OXFORD - Britain's sudden emergence as a biotech-free food zone is likely to have repercussions up and down the food chain, from farmers to agbio companies to investors to processors, shippers and the giant food companies themselves.

Last week, U.K.-based food producers belonging to the Unilever NV, Nestle SA and Cadbury Schweppes plc groups declared their plans to end the use of genetically modified ingredients in their products. At the same time, Tesco plc, Britain's largest supermarket chain, joined the long list of British retailers to ban, where possible, the use of biotech ingredients in its own label products.

While the moves by the food producers only affect their British operations, their continental businesses are likely to be under pressure to follow suit. Nevertheless, agbio companies, investors and even the food companies appear to be treating the specter of Europe closing its doors on biotech as a temporary phenomenon that will have no long-term repercussions for the technology.

In their discussions with BioCentury, the views of the participants in the food chain are mostly colored by their proximity to the market.

Grocers' credo: The consumer rules

Having stood up for biotechnology as recently as last month (see BioCentury, April 19), Tesco's board announced that it would remove all genetically modified ingredients, wherever it is practical to do so, in response to customer views. "The most recent survey of Tesco customers has confirmed that many are concerned about GM food products and one in four want them removed from the shelves. But overwhelmingly they want to be able to make a straightforward choice, based upon proper information and clear labeling," said John Longworth, trading law and technical director.

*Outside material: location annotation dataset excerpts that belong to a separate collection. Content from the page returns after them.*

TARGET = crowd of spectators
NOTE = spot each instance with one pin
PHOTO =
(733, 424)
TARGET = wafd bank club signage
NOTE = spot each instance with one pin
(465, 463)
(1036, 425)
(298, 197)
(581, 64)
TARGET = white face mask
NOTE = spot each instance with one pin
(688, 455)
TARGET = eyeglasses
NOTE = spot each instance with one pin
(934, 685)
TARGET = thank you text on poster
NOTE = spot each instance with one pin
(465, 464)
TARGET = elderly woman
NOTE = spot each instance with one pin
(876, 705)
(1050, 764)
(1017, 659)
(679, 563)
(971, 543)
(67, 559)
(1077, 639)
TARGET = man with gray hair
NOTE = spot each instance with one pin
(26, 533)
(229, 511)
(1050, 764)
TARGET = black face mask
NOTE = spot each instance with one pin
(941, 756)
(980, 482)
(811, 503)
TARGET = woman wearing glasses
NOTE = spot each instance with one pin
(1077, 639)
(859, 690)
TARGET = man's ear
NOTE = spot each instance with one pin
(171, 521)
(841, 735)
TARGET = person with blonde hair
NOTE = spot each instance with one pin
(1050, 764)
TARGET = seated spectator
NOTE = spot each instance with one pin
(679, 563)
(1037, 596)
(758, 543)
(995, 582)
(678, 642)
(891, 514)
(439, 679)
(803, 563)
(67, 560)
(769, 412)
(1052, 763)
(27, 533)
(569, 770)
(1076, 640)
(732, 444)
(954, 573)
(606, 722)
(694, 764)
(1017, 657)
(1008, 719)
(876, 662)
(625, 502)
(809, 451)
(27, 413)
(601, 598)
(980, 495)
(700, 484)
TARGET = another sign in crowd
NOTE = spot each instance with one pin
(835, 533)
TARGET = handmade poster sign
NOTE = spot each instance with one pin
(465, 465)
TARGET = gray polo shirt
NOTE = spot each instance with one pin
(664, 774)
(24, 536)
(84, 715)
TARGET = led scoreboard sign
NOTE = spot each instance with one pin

Tesco's move means that Britain's 10 largest supermarket chains have now taken against the use of biotech in food products. But the £24 billion ($39 billion) a year company is taking the "never say never" line. "Our customers say that current GM products offer no new benefits, so it is not surprising that some want them removed and the great majority want a proper choice," said Longworth.

Tesco said that it was working with the environmental pressure group Greenpeace to identify sources of genuine GM-free soya and other ingredients used in a range of foods.